In December of 2007, Greg Gordon, a reporter for McClatchy newspapers wrote that Justice Department sources had informed him that the original DOJ prosecutor, Todd Hinnen, had been ordered to delay Tobin's indictment until after the 2004 presidential election. (See Attachment 13) I have attempted to confirm this with Mr. Hinnen who has stated that ethical considerations forbid him from discussing Justice Department Communications with a third party. Mr.
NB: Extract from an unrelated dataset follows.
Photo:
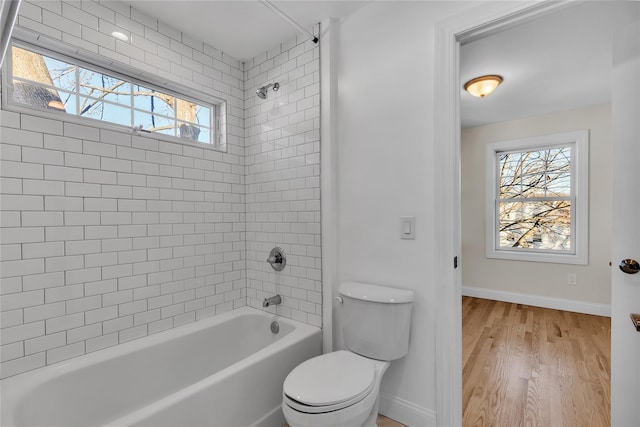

Hinnen also indicated that he would likely be free to provide information in the context of inquiries from parties charged by law with oversight of the Justice Department, which might include both internal DOJ oversight mechanisms and the Judiciary Committee itself.
The legal proceedings against Mr. Tobin then took an exceedingly tortuous path. The trial was continued several times, each time over the vociferous objection of the victim, the New Hampshire Democratic Party. At one point, in August 2005 when the matters appeared to be close to trial, Todd Hinnen, the single prosecutor who had been assigned to the case from the beginning, was suddenly transferred from his duties at the DOJ to an assignment in the White House. This rather unfortuitous event not only removed the one individual with full knowledge of the case, but also necessarily required the substitution of new counsel who had then to attempt to master all of the facts in the case in a very short period of time. Given that the critical importance of fair elections in this country and the fact that the Department of Justice apparently has something on the order of 30,000 employees, it is difficult to understand what other than political considerations could have occasioned the transfer of this prosecutor.4 At the same time, the Department of Justice took action to interfere in the discovery process in the civil case pending against the Republican Party. On October 15, 2004, the Democratic Party was scheduled to begin their first deposition of an official of the New Hampshire Republican State Committee. Twenty minutes before the deposition, the Department of Justice apparently indicated to counsel for the Republican State Committee that it was going to seek to intervene and stop discovery in the civil case. Based upon this statement, the attorney for the Republican State Committee directed the subpoenaed witness not to appear for the deposition. (This attorney was subsequently sanctioned by the trial court for directing an individual to disobey a legal subpoena.) Shortly thereafter, the Department of Justice filed a Motion to Intervene and to Stay all Discovery in the civil case. This stay of discovery remained in effect for over a year. As a direct result of this stay of discovery, the plaintiffs were deprived of any opportunity to conduct full discovery before the Statute of Limitations had expired.